Insomma, qui l’imprenditore fallisce: cerca l’unità forzata, impossibile, laddove tutto dimostra differenza e divisione, laddove contraddittoriamente egli stesso opera per aumentare codesta divisione e il più totale frazionamento; laddove occorrerebbe diversificare l’offerta, andando a coprire quegli spazi che lasciati liberi non potevano che far crescere l’elettorato e le pretese leghiste, sempre più condizionanti e sempre più riducenti il margine di un primato proporzionale all’interno della coalizione.

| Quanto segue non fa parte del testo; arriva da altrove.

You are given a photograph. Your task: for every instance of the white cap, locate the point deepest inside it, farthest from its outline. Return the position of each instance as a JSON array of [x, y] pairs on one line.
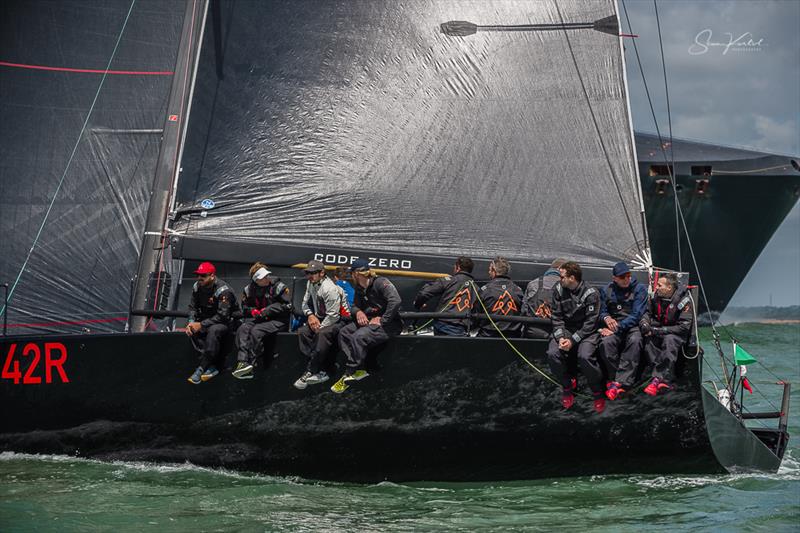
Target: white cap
[[261, 273]]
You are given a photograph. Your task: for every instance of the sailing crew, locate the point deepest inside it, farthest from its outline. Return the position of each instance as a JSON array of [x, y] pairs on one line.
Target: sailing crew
[[211, 311], [537, 301], [666, 327], [327, 312], [501, 296], [454, 293], [622, 306], [575, 315], [266, 311], [340, 276], [376, 311]]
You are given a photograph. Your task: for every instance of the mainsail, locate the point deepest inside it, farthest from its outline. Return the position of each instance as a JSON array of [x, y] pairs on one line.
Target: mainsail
[[71, 223], [360, 123]]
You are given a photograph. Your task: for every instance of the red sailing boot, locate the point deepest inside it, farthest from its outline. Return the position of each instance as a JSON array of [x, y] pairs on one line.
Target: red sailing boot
[[599, 405], [652, 388], [567, 398], [613, 390]]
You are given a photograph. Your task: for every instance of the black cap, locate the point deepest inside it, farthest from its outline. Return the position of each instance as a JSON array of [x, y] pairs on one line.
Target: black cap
[[314, 266], [620, 269], [359, 265]]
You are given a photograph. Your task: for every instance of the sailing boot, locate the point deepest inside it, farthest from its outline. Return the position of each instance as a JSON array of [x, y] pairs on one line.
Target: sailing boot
[[243, 370], [194, 379], [599, 405], [209, 373], [613, 390], [652, 388], [567, 398]]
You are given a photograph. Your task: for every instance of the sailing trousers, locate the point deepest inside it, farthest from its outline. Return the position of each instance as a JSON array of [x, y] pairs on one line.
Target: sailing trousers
[[662, 352], [356, 341], [256, 338], [208, 341], [587, 363], [622, 367], [317, 346]]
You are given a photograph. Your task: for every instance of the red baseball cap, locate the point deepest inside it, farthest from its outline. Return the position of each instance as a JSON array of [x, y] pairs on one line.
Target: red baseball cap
[[206, 268]]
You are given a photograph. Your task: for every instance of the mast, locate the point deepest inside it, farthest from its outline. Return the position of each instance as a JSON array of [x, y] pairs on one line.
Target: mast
[[153, 240]]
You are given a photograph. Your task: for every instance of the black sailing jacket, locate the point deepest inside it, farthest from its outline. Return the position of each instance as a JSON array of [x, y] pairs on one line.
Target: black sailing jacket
[[456, 295], [380, 298], [274, 302], [670, 315], [501, 296], [575, 313], [212, 305]]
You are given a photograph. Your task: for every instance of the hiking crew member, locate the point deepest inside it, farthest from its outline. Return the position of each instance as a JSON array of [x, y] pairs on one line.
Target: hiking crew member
[[666, 327], [266, 310], [340, 278], [537, 301], [325, 306], [211, 310], [622, 306], [376, 311], [500, 296], [575, 315], [453, 294]]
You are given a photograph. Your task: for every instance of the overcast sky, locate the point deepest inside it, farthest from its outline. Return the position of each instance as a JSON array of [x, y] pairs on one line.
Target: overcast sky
[[745, 96]]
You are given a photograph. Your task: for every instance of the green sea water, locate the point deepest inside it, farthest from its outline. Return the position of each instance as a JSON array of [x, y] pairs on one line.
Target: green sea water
[[58, 493]]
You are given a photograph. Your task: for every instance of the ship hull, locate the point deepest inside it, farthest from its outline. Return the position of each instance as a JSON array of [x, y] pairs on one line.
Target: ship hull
[[432, 409]]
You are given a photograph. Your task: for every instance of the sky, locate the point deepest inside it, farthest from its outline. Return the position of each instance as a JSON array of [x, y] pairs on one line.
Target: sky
[[746, 94]]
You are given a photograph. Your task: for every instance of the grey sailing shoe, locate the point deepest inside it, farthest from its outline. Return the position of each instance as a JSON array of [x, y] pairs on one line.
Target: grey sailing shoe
[[194, 379], [243, 370], [209, 373]]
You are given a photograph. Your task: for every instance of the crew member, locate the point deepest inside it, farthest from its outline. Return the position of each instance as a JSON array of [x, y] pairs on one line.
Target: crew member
[[537, 301], [266, 311], [340, 278], [501, 296], [325, 306], [211, 311], [666, 327], [455, 294], [622, 306], [377, 318], [575, 315]]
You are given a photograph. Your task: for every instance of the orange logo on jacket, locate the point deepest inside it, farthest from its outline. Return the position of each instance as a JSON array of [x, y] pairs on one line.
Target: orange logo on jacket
[[462, 300], [505, 304]]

Complice di tutto questo il sig. Gianfranco F., il quale oggi giustamente contesta la mancanza di quell'oligarchia che avrebbe voluto e denuncia la monarchia, rimproverando ciò che anche un ragazzino sarebbe arrivato a comprendere, se, come lui, avesse avuto ben quindici anni per conoscere e valutare il Cav.B. Così oggi distingue, storce il naso, vuol contare, aizza i suoi alla rissa, alla bagarre interna, raccoglie nel suo seguito di periferia altra carne da cannone: alcune brave e oneste e ingenue persone insieme ad un certo numero - la maggioranza – di schiantati di testa, di avventurieri che vedono in lui, ingenui pure loro epperò in malafede, un ombrello che li metta al riparo dall’essere cacciati a breve a calci nel culo, mentre non si accorgono che così lo saranno sicuramente, forse più tardi.

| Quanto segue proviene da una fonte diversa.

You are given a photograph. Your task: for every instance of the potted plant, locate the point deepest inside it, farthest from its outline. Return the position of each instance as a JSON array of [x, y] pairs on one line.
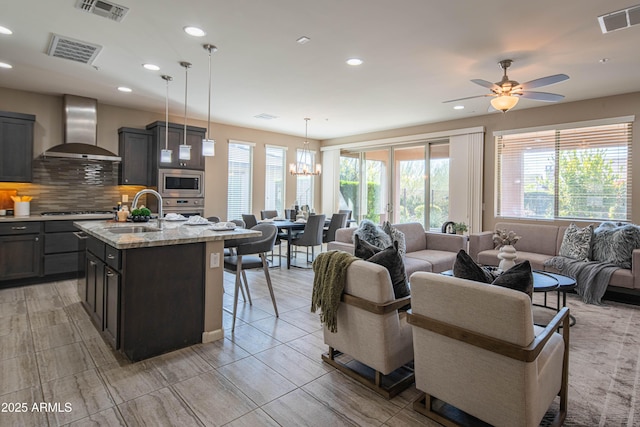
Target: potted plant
[[460, 227], [140, 215]]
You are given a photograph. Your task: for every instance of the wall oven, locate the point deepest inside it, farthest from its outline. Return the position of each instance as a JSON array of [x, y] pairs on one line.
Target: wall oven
[[181, 183]]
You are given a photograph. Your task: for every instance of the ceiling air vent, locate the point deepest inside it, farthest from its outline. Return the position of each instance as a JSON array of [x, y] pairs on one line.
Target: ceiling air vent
[[620, 19], [75, 50], [103, 8]]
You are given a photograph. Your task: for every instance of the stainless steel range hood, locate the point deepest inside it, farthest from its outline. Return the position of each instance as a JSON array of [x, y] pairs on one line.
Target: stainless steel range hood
[[80, 132]]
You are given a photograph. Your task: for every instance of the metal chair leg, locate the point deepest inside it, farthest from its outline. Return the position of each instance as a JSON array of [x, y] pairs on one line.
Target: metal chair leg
[[265, 267]]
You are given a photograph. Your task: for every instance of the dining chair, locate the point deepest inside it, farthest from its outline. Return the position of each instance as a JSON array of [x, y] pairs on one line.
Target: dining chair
[[346, 211], [250, 220], [311, 236], [338, 220], [249, 255], [268, 214]]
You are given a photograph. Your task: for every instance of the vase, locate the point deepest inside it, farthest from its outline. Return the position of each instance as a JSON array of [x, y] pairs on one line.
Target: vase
[[507, 257]]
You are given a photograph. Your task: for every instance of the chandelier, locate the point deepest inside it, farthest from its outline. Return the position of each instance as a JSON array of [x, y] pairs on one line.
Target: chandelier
[[305, 165]]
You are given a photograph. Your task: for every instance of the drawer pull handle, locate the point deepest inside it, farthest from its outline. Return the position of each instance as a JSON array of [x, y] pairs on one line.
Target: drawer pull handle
[[81, 235]]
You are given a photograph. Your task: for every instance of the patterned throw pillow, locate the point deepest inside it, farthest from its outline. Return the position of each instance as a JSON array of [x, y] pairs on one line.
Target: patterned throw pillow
[[465, 268], [576, 242], [615, 244], [518, 277], [396, 236], [362, 249], [392, 261], [372, 233]]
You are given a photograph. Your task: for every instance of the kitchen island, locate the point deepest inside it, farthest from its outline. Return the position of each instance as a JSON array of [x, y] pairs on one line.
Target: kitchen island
[[151, 291]]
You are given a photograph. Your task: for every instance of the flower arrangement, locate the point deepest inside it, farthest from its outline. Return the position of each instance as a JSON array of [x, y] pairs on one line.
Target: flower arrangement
[[503, 238]]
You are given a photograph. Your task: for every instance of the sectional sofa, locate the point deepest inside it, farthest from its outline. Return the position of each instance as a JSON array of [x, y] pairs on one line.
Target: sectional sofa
[[426, 251], [540, 242]]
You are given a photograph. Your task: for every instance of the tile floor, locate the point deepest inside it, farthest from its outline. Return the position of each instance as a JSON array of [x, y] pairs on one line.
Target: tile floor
[[268, 373]]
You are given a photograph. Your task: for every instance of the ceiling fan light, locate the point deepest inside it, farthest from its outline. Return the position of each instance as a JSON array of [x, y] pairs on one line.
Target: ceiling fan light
[[208, 147], [504, 102]]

Bel risultato – certo da grande ed illuminato politico – ha conseguito costui (G.F.). Ha gettato alle ortiche un Partito di grande tradizioni politica e culturale e con esso ha regalato alla Lega (il proprio nemico naturale) gran parte del proprio elettorato, fatto inevitabile per l’ambiguo ed ottuso linguaggio di codesta formazione di pseudo destra (certo non Nazionale), ma anche per le clamorose stupidaggini con cui ha condito con puntualità il proprio dire da "Salomone" da avanspettacolo. Ha inoltre, rinunciando al potere contrattuale che deriva dall’essere capo di un Partito politico e dall’amministrare formalmente un consistente pacchetto elettorale, ha portato con sé un sacco di brave persone che, ora si ritrovano nella m. Il cosiddetto occhialetto nel gioco della dama: da un lato restare col Cav: B. con tutti i disagi che ciò comporta, vista la multiforme ed odorosa compagnia, dall’altro continuare a dar dietro a un personaggio che preferisco non definire come merita per non andare incontro a querele. D’altra parte anche per me, comprenderete, vale il motto nazionale: “ Tengo famiglia!”.